A Functor instance for this type must traverse the entire tree:

instance Functor f => Functor (Free f) where
    fmap f (Pure x) = Pure (f x)
    fmap f (Free f) = Free ((fmap f) <$> f)

And so must (<*>) and (>>=):

instance Functor f => Applicative (Free f) where
    pure = Pure
    Pure f <*> Pure x = Pure (f x)
    Pure f <*> Free x = Free ((fmap f) <$> x)
    Free f <*> x      = Free ((<*> x) <$> f)

instance Functor f => Monad (Free f) where
    return = Pure
    Pure x >>= f = f x
    Free x >>= f = Free ((>>= f) <$> x)

This is especially troublesome for (>>=), since it is typical for code using do notation to deeply left-associate the bind operator, which is \(O(n^2)\). Suppose we have something like this:

data FExp a = GetSomething (Int -> a)
            | WithSomething Int (Int -> a)
            | DoSomething Int a
            deriving (Functor)

getSomething :: Free FExp Int
getSomething = liftF $ GetSomething id

withSomething :: Int -> Free FExp Int
withSomething = liftF . flip WithSomething id

doSomething :: Int -> Free FExp ()
doSomething = liftF . flip DoSomething ()

ohNo :: Free FExp ()
ohNo = do
    x <- getSomething
    y <- withSomething x
    z <- withSomething y
    doSomething z

Here the withSomething x binding must traverse Free GetSomething (...), the withSomething y binding must traverse Free GetSomething (\x -> Free WithSomething x (...)), the withSomething y binding must traverse Free GetSomething (\x -> Free WithSomething x (\y -> Free WithSomething y (...)))… This can become problematic for large monadic “blocks.”

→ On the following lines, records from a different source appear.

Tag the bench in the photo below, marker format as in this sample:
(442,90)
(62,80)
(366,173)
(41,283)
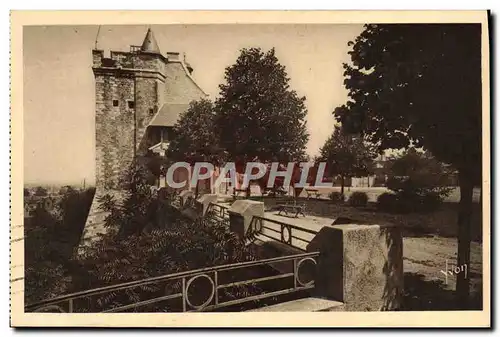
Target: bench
(297,209)
(272,192)
(312,192)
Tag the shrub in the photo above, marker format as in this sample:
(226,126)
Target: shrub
(336,197)
(358,199)
(431,202)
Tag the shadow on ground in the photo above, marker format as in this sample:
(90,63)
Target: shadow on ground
(420,294)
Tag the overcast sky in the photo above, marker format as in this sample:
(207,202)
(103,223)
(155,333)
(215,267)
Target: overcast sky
(59,103)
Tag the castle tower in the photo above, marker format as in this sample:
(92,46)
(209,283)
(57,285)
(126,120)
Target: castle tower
(139,96)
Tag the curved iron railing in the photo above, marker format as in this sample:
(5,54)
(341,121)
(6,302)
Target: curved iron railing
(285,232)
(188,278)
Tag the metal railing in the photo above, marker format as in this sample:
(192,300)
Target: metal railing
(286,233)
(187,280)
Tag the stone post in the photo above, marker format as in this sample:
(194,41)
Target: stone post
(241,214)
(360,265)
(184,196)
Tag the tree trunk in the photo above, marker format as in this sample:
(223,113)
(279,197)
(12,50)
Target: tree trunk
(464,238)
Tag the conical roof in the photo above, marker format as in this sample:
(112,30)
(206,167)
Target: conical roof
(150,45)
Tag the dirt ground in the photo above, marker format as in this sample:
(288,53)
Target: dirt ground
(429,247)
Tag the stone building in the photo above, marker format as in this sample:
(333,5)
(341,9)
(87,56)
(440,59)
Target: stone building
(139,96)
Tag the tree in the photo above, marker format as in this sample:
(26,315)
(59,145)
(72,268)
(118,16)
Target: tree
(421,85)
(41,191)
(347,156)
(195,136)
(258,116)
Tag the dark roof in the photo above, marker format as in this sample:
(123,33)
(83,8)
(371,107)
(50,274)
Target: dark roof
(150,45)
(169,114)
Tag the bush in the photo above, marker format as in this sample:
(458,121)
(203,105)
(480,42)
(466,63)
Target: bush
(401,203)
(430,202)
(387,202)
(336,197)
(358,199)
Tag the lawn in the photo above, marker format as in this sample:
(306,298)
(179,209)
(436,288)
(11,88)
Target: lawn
(429,245)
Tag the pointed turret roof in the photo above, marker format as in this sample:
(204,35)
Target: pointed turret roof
(150,45)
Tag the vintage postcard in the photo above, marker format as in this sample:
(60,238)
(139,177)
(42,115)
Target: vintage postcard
(250,169)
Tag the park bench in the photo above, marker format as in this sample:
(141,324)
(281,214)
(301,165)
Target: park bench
(312,192)
(291,208)
(275,191)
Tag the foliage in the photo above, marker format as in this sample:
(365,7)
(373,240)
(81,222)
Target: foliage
(347,156)
(336,197)
(195,136)
(140,246)
(41,191)
(421,85)
(258,116)
(50,238)
(419,180)
(404,88)
(388,202)
(358,199)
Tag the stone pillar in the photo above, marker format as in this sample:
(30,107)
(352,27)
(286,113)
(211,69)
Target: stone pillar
(360,265)
(241,214)
(204,202)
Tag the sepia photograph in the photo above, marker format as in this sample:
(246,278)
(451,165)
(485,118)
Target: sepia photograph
(326,167)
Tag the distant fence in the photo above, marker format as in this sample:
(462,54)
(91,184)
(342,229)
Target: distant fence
(211,276)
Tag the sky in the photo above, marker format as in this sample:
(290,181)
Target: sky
(59,96)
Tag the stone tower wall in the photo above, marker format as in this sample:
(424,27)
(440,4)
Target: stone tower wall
(124,78)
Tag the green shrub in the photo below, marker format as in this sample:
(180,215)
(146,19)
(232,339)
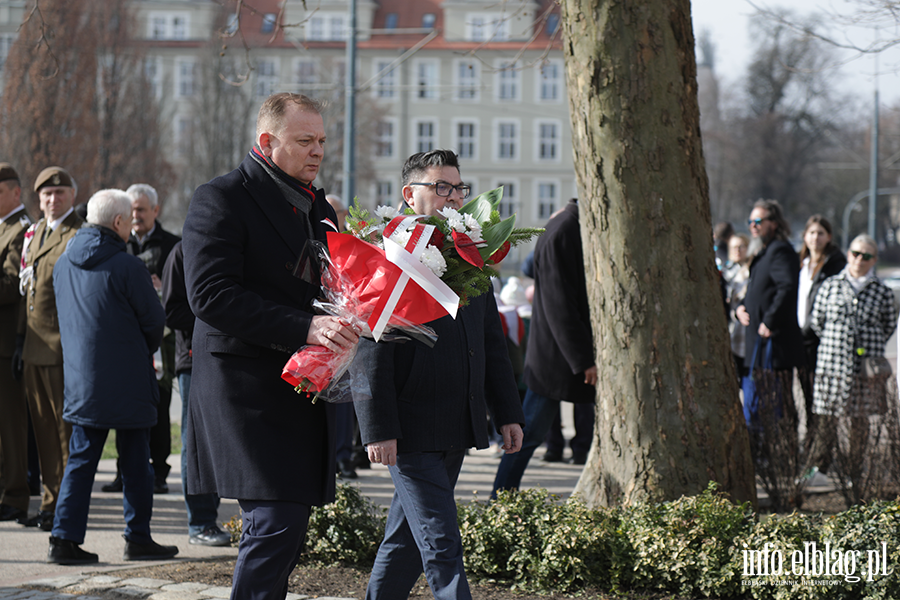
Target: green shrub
(348,530)
(531,541)
(686,546)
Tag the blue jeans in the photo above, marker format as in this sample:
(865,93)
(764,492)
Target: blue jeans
(422,530)
(271,540)
(85,448)
(539,412)
(203,509)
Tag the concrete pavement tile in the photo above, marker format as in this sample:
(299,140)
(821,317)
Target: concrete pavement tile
(145,582)
(216,592)
(189,586)
(57,582)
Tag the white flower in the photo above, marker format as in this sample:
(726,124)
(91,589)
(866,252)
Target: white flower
(386,212)
(434,260)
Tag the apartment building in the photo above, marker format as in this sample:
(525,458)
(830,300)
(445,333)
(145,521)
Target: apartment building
(481,77)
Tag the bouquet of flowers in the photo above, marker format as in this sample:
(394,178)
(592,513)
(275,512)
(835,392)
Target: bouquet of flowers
(394,272)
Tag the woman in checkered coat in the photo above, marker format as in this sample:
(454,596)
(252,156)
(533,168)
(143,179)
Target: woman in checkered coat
(854,316)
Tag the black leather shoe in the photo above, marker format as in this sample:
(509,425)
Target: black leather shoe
(43,519)
(64,552)
(346,470)
(579,459)
(151,551)
(552,456)
(10,513)
(211,536)
(115,486)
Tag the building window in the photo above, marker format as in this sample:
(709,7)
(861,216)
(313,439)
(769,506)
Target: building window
(336,28)
(266,77)
(179,28)
(427,80)
(305,73)
(384,193)
(168,26)
(548,140)
(550,84)
(384,146)
(426,136)
(509,204)
(487,27)
(187,70)
(467,139)
(467,80)
(507,82)
(507,140)
(386,86)
(152,74)
(268,25)
(548,198)
(552,24)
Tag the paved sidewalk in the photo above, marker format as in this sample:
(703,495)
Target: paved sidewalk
(24,550)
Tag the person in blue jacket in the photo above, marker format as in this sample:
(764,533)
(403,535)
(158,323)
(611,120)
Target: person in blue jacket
(110,322)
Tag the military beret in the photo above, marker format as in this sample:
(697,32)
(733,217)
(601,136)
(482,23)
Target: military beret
(7,172)
(54,176)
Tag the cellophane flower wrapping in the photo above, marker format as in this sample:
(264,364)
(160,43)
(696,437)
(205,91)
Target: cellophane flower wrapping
(354,276)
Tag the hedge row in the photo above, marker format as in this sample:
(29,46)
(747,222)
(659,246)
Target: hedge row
(699,546)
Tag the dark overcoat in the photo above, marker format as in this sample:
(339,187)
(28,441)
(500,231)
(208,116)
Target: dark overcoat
(772,299)
(110,324)
(436,399)
(560,343)
(250,436)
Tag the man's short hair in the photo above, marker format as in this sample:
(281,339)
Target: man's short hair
(142,189)
(776,215)
(417,164)
(271,113)
(105,205)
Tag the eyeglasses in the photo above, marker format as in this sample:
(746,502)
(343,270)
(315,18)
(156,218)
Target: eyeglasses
(866,256)
(444,189)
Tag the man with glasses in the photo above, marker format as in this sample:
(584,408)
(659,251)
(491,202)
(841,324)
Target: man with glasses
(428,407)
(773,339)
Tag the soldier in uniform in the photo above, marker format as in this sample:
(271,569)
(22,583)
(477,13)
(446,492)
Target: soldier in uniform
(14,221)
(39,356)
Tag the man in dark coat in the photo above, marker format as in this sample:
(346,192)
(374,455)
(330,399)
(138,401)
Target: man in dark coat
(427,408)
(559,363)
(250,436)
(108,343)
(14,221)
(202,509)
(152,244)
(769,310)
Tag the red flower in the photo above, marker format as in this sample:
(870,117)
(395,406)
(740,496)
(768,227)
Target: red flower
(467,250)
(501,253)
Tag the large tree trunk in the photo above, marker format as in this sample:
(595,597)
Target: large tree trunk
(668,419)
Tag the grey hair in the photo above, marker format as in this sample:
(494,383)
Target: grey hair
(867,240)
(105,205)
(142,189)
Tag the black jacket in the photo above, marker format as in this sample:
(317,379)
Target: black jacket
(179,317)
(249,435)
(560,342)
(155,248)
(772,299)
(436,399)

The Control.Monad.Free.Church module in Edward Kmett’s free provides an alternative Church encoded variant:

newtype F f a = F { runF :: forall r. (a -> r) -> (f r -> r) -> r }

This type lets us take advantage of fmap fusion:

fmap f . fmap g == fmap (f . g)

and the associativity of (>>=):

(x >>= f) >>= g == x >>= (\x' -> f x' >>= g)

to ensure that transformations on F trees take place in a single pass. Edward Kmett’s Free Monads for Less part 1 and part 2 go into formal detail. Bryan O’Sullivan’s attoparsec library also takes advantage of Church encoding with its core Parser type. Church encoded data plays nicely with continuation passing style and can be used in certain performance-critical situations to short-circuit explicit pattern matching.

Module containing this post’s code.

  1. With -XFlexibleInstances one could write an instance for Show (a -> a -> a).

  2. Ertugrul Söylemez wrote a good introduction to the topic of higher-ranked polymorphism on Oliver Charles’ series 24 Days of GHC Extensions. The respective Haskell Wikibook page also provides some motivating examples.

  3. Morgensen-Scott encoding is another technique for embedding ADTs into the lambda calculus. A Haskell list is also equivalent to its foldr.